Any generic regular expression for links

Discussion in 'PHP' started by indianseo, Feb 20, 2008.

  1. #1
    Hi,

    Is there a generic regular expression which will match all URLs in anchor tags taking into consideration the quotes (',") and links without quotes?
     
    indianseo, Feb 20, 2008 IP
  2. mvl

    mvl Peon

    Messages:
    147
    Likes Received:
    5
    Best Answers:
    0
    Trophy Points:
    0
    #2
    
    <?php
        $txt="blabla <A HREF='http://www.bla.com'>bla</a>skkddkdl<a href=http://bla.mobi/bladiebla.html>hjgkdllls</a>
    
    jgfjdhdkd<a HREF=\"http://www.bla.nl/\" title=\"bla\">hgjkdldl</a>jfjfj";
    
        $pattern="/\<a[^\>]*href=([\'\"]?)([^\1\ \>]*)/i";
        preg_match_all($pattern, $txt, $matches);
        var_dump($matches[2]);
    
    
    PHP:
    This will output:
    explanation of the pattern:

    $pattern="/\<a[^\>]*href=([\'\"]?)([^\1\ \>]*)/i";

    \<a matches the opening of an anchor tag.
    [^\>]* matches zero or more occurences of characters not matching the closing bracket of a tag (>)
    ([\'\"]?) matches either zero or one single quote or zero or one double quote ( ' or " ) this is match number 1 for backreference used later (backreference is done by matching \1)
    ([^\1\ \>]*) matches the url.
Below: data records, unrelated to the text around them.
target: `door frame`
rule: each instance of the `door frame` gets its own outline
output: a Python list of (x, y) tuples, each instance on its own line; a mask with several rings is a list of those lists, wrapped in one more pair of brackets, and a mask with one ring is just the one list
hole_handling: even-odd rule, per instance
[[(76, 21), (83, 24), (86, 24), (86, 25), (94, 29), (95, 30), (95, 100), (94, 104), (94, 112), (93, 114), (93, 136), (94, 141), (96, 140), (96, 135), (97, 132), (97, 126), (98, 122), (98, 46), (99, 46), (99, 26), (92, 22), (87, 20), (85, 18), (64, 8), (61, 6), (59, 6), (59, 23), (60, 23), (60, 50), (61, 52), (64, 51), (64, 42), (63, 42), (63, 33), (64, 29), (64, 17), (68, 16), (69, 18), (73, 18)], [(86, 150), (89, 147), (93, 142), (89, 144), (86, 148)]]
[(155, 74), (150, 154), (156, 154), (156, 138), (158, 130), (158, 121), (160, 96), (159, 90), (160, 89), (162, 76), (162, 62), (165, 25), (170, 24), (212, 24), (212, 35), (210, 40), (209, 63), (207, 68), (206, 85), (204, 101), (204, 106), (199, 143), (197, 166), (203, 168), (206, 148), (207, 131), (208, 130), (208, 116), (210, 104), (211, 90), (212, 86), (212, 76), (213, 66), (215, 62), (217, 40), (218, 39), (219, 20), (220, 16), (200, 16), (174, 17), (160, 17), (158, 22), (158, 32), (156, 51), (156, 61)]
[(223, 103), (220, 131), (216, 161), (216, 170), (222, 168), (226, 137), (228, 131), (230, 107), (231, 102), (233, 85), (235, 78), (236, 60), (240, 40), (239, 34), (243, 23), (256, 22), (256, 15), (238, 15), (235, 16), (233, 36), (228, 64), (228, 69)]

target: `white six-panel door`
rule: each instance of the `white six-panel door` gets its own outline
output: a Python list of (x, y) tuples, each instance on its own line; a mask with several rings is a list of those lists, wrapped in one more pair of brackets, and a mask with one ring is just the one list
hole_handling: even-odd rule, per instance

It says: "any number of consecutive characters not containing the first match ( ' or " or nothing) and not containing a space or a tag closing bracket ( > )
    i tells us to match case-insensitive

    Effectively $matches[2] will contain all urls inside anchor tags, either enclosed in single or double quotes, or in no quotes at all.
     
    mvl, Feb 20, 2008 IP